Modeling Stock Volatility with Stochastic ARCH, GARCH and Stochastic Volatility Model
Author | : Chang Sun (M.S. in Statistics) |
Publisher | : |
Total Pages | : 96 |
Release | : 2016 |
ISBN-10 | : OCLC:973021598 |
ISBN-13 | : |
Rating | : 4/5 (98 Downloads) |
Download or read book Modeling Stock Volatility with Stochastic ARCH, GARCH and Stochastic Volatility Model written by Chang Sun (M.S. in Statistics) and published by . This book was released on 2016 with total page 96 pages. Available in PDF, EPUB and Kindle. Book excerpt: Modeling volatility within the log stock return is key to the stock price prediction.
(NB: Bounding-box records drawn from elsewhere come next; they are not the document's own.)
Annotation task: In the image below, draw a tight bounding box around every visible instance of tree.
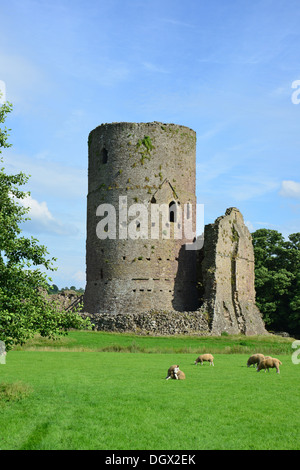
[252,229,300,335]
[0,98,90,350]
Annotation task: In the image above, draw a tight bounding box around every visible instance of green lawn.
[0,332,300,450]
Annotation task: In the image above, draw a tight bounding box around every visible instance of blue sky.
[0,0,300,287]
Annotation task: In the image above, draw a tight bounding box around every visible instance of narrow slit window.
[101,148,108,163]
[169,201,177,223]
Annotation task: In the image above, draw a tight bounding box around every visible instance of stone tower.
[84,122,198,314]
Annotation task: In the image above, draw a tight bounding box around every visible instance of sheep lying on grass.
[247,354,265,367]
[257,356,282,374]
[166,364,179,380]
[166,365,185,380]
[177,370,185,380]
[195,354,214,366]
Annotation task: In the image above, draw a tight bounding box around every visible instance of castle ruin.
[84,122,266,334]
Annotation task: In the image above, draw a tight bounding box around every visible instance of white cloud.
[73,271,86,287]
[6,150,87,200]
[19,196,77,236]
[279,180,300,199]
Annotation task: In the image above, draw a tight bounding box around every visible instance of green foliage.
[252,229,300,335]
[0,99,88,350]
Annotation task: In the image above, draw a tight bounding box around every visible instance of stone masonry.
[84,122,266,335]
[199,207,267,335]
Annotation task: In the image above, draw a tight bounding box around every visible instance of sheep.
[247,354,265,367]
[166,364,179,380]
[177,370,185,380]
[195,354,214,366]
[256,356,282,374]
[166,365,185,380]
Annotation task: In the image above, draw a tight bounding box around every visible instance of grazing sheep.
[166,364,179,380]
[177,370,185,380]
[247,354,265,367]
[195,354,214,366]
[257,356,282,374]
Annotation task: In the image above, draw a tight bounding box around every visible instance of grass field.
[0,332,300,450]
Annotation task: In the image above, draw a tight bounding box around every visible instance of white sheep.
[166,364,179,380]
[176,370,185,380]
[166,365,185,380]
[247,354,265,367]
[257,356,282,374]
[195,354,214,366]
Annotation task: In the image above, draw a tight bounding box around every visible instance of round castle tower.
[84,122,198,313]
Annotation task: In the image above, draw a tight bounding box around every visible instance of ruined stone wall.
[199,208,266,335]
[84,122,198,314]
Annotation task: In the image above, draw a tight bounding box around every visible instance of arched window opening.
[169,201,177,223]
[101,148,108,163]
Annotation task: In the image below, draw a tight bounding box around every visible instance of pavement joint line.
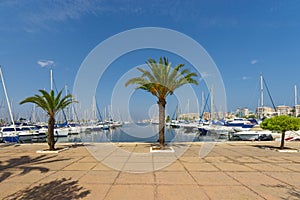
[103,171,121,199]
[179,155,211,199]
[261,172,295,187]
[224,172,268,200]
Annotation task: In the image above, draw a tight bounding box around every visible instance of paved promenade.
[0,142,300,200]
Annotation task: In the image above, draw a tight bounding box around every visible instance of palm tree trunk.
[47,116,55,151]
[280,131,285,149]
[157,99,167,149]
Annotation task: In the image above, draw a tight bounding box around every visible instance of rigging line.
[95,98,103,122]
[200,93,210,119]
[263,78,277,112]
[53,80,68,123]
[248,76,260,108]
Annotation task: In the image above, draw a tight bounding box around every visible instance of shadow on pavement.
[0,155,69,183]
[4,178,90,200]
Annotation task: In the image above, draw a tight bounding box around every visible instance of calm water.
[58,124,199,142]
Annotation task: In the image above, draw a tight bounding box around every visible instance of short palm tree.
[20,90,75,150]
[125,57,198,149]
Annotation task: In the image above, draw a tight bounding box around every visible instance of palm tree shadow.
[5,178,90,200]
[0,155,69,183]
[263,184,300,199]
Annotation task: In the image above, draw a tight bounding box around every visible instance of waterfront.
[58,123,199,143]
[0,142,300,200]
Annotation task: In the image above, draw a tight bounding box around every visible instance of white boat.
[39,126,69,137]
[0,126,21,142]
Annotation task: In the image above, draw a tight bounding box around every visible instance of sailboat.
[170,105,180,128]
[0,66,20,142]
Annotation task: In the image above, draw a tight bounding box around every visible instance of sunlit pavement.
[0,142,300,200]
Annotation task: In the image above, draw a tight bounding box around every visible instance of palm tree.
[20,90,75,150]
[125,57,198,149]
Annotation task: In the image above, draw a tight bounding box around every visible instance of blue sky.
[0,0,300,119]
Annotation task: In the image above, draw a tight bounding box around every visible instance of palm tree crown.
[20,90,75,150]
[125,57,198,100]
[20,90,74,116]
[125,57,198,149]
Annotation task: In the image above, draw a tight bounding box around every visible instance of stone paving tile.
[214,163,255,172]
[156,185,209,200]
[191,172,241,186]
[39,171,86,183]
[231,156,263,163]
[158,161,186,171]
[201,185,264,200]
[204,156,233,163]
[249,182,300,200]
[154,171,196,185]
[277,163,300,172]
[62,162,97,171]
[0,142,300,199]
[245,163,290,172]
[122,162,154,173]
[264,172,300,189]
[92,162,114,171]
[4,170,53,183]
[127,153,153,163]
[116,172,155,185]
[105,184,155,200]
[78,156,98,163]
[258,156,291,164]
[284,155,300,163]
[0,183,30,199]
[103,156,129,163]
[226,172,281,186]
[183,163,220,172]
[80,183,111,200]
[178,156,207,163]
[79,171,119,184]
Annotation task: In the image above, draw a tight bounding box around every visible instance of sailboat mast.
[50,67,53,90]
[0,66,16,131]
[210,86,215,120]
[294,85,298,106]
[260,74,264,117]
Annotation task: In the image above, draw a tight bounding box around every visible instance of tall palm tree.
[125,57,198,149]
[20,90,75,150]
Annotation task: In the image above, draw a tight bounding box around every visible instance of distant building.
[276,106,292,116]
[179,113,199,121]
[235,108,249,117]
[203,112,210,120]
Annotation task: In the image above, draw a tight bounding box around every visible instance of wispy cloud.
[37,60,54,67]
[250,59,258,65]
[200,72,211,81]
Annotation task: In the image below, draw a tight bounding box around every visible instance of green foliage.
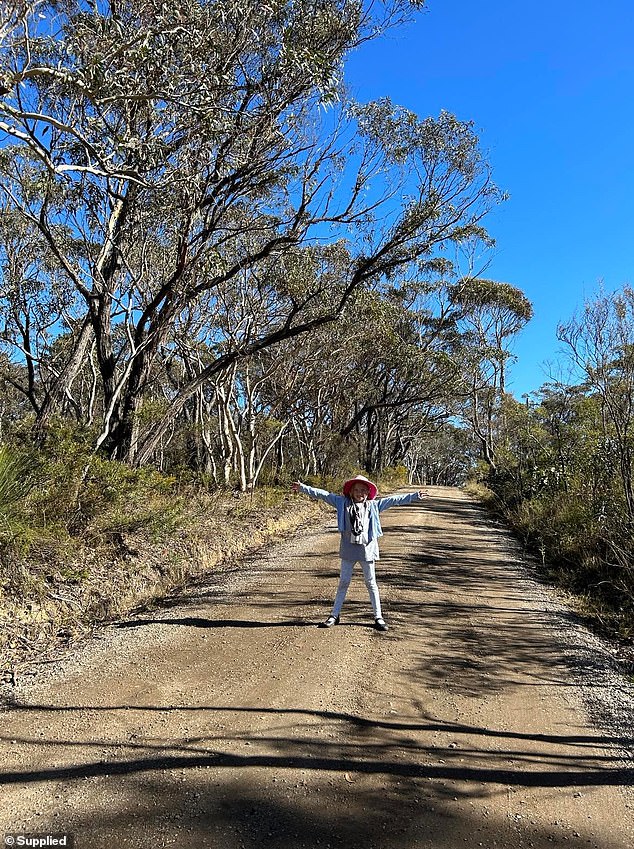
[480,385,634,637]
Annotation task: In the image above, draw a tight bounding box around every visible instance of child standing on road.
[293,475,428,631]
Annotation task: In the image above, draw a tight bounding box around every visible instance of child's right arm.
[293,481,338,507]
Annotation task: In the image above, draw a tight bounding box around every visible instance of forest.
[0,0,634,652]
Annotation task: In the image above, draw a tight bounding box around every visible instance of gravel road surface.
[0,487,634,849]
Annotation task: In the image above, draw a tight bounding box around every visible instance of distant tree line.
[482,286,634,639]
[0,0,532,490]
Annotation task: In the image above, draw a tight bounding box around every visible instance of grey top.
[339,510,379,563]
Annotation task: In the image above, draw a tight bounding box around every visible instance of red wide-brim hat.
[343,475,379,501]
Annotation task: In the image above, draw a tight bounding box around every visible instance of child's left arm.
[376,489,429,513]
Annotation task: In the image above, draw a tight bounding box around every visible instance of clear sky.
[346,0,634,397]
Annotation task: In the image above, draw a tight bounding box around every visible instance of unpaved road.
[0,488,634,849]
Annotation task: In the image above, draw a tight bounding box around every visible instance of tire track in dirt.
[0,488,634,849]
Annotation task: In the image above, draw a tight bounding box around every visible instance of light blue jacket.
[299,483,421,542]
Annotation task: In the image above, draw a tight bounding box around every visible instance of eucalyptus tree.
[558,286,634,523]
[449,277,533,468]
[0,0,500,463]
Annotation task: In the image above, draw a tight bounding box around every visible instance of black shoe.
[319,616,339,628]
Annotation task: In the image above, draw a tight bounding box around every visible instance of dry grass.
[0,490,322,681]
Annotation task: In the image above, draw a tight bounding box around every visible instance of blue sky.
[346,0,634,397]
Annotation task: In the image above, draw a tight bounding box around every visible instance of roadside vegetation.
[0,0,634,668]
[462,287,634,645]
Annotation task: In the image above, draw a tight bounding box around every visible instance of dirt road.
[0,488,634,849]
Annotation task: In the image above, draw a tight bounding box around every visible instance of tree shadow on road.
[0,703,634,849]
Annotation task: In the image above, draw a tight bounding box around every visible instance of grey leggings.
[331,560,381,619]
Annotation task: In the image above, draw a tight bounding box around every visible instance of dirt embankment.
[0,488,634,849]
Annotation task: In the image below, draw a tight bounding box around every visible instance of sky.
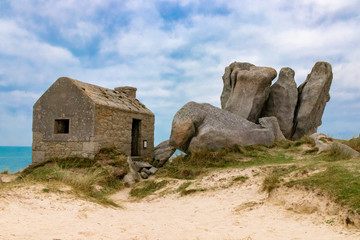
[0,0,360,146]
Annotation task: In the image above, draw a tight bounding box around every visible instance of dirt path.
[0,169,360,240]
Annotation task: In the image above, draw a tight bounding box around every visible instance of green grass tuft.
[17,148,128,206]
[290,163,360,214]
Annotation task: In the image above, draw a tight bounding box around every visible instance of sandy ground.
[0,169,360,240]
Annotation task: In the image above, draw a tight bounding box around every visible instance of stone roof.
[67,78,153,115]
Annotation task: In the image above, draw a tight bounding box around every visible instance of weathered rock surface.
[292,62,333,140]
[262,68,298,139]
[259,117,285,141]
[152,140,176,167]
[170,102,282,152]
[123,156,139,186]
[221,62,277,122]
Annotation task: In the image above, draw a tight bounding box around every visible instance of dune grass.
[156,145,294,180]
[17,148,128,206]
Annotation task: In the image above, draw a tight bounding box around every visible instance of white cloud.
[0,0,360,144]
[0,20,78,64]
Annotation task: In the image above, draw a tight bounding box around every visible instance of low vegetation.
[3,137,360,214]
[157,137,360,214]
[17,148,128,206]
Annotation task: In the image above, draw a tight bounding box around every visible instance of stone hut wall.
[94,105,155,160]
[32,132,98,163]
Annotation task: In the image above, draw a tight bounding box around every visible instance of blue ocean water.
[0,146,31,173]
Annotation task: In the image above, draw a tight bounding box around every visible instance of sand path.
[0,170,360,240]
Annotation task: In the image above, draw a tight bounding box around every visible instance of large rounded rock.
[152,140,176,167]
[170,102,276,152]
[262,68,298,139]
[292,62,333,140]
[221,62,277,122]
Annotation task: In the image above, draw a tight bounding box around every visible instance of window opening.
[55,119,70,134]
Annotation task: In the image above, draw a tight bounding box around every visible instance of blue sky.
[0,0,360,146]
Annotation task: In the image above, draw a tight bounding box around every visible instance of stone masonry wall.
[94,106,154,160]
[32,132,98,163]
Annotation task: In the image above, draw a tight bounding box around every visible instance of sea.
[0,146,31,173]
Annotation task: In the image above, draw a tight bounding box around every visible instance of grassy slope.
[0,137,360,213]
[2,148,128,206]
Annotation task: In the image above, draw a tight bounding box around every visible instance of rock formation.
[262,68,298,139]
[221,62,332,140]
[152,140,176,167]
[170,102,279,152]
[221,62,277,122]
[292,62,333,140]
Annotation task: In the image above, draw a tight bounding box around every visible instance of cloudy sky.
[0,0,360,146]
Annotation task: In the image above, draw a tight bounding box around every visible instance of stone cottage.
[32,77,155,163]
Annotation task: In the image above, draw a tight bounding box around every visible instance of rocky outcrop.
[170,102,282,152]
[152,140,176,167]
[259,117,285,141]
[220,62,332,140]
[221,62,277,122]
[262,68,298,139]
[292,62,333,140]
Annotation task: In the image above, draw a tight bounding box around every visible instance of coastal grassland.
[15,148,128,206]
[156,137,360,214]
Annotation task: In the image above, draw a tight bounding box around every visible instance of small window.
[55,119,69,134]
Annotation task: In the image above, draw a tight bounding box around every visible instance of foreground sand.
[0,169,360,240]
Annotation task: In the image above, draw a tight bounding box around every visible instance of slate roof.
[67,78,154,115]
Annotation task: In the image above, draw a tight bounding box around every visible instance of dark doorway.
[131,119,141,156]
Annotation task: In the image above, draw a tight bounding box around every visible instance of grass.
[341,137,360,152]
[156,145,294,180]
[17,148,128,206]
[0,137,360,214]
[289,163,360,214]
[0,169,9,174]
[157,137,360,214]
[130,180,168,199]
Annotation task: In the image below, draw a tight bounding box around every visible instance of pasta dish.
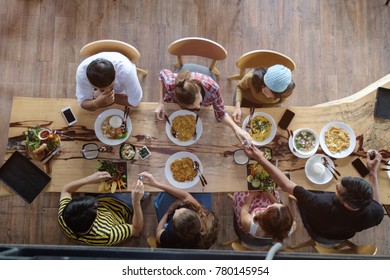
[325,126,350,154]
[171,157,198,182]
[102,116,127,140]
[172,115,196,142]
[248,116,272,142]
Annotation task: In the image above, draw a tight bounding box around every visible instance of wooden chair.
[80,40,148,76]
[228,50,295,80]
[168,37,227,76]
[288,195,377,255]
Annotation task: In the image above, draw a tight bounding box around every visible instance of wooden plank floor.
[0,0,390,255]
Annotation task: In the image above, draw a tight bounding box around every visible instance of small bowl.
[292,128,320,156]
[38,128,52,140]
[233,149,249,165]
[119,143,137,160]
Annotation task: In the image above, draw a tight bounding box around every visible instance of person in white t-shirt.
[76,52,142,111]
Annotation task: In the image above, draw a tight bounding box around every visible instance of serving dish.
[165,110,203,146]
[165,152,203,189]
[242,112,276,146]
[94,109,132,146]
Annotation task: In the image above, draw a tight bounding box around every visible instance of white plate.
[94,109,132,146]
[165,110,203,146]
[305,154,334,185]
[288,137,317,158]
[242,112,276,146]
[320,122,356,158]
[165,152,203,189]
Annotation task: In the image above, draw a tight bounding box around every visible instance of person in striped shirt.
[58,171,144,246]
[155,69,252,143]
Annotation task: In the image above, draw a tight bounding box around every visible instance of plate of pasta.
[94,109,132,146]
[242,112,276,146]
[320,122,356,158]
[165,152,203,189]
[165,110,203,146]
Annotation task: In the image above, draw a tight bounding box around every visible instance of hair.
[340,176,374,209]
[175,71,199,105]
[63,196,98,236]
[173,202,218,249]
[87,58,115,88]
[252,67,295,96]
[253,205,294,242]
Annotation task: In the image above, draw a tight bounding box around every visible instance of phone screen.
[62,108,76,124]
[278,109,295,130]
[352,158,370,177]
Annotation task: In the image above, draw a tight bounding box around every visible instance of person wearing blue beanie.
[232,64,295,123]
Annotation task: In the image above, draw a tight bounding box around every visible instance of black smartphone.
[61,107,77,126]
[278,109,295,130]
[352,158,370,177]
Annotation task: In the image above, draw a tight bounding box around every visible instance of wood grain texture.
[0,0,390,255]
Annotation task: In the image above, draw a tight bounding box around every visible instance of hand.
[366,150,382,173]
[87,171,111,183]
[93,89,115,108]
[131,180,144,204]
[139,171,158,187]
[232,108,241,123]
[244,143,265,161]
[154,103,165,121]
[235,127,252,144]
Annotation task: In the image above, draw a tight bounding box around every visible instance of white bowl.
[292,128,320,156]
Despite numerous researches that modeled the volatility with conditional heavy-tailed error distributions, the unconditional distribution remains unknown. In this report, we use and follow the method introduced by Pitt and Walker (2005) by assigning a Student-t distribution for the marginal density of log return and constructing three models respectively, with similar structures to Autoregressive Conditional Heteroskedasticity (ARCH), Generalized ARCH (GARCH) and Stochastic Volatility model in a Bayesian way. We demonstrate the capability of the three models for stock price prediction with S&P 500 index and show that all our models outperform the standard GARCH model (Bollerslev, 1986).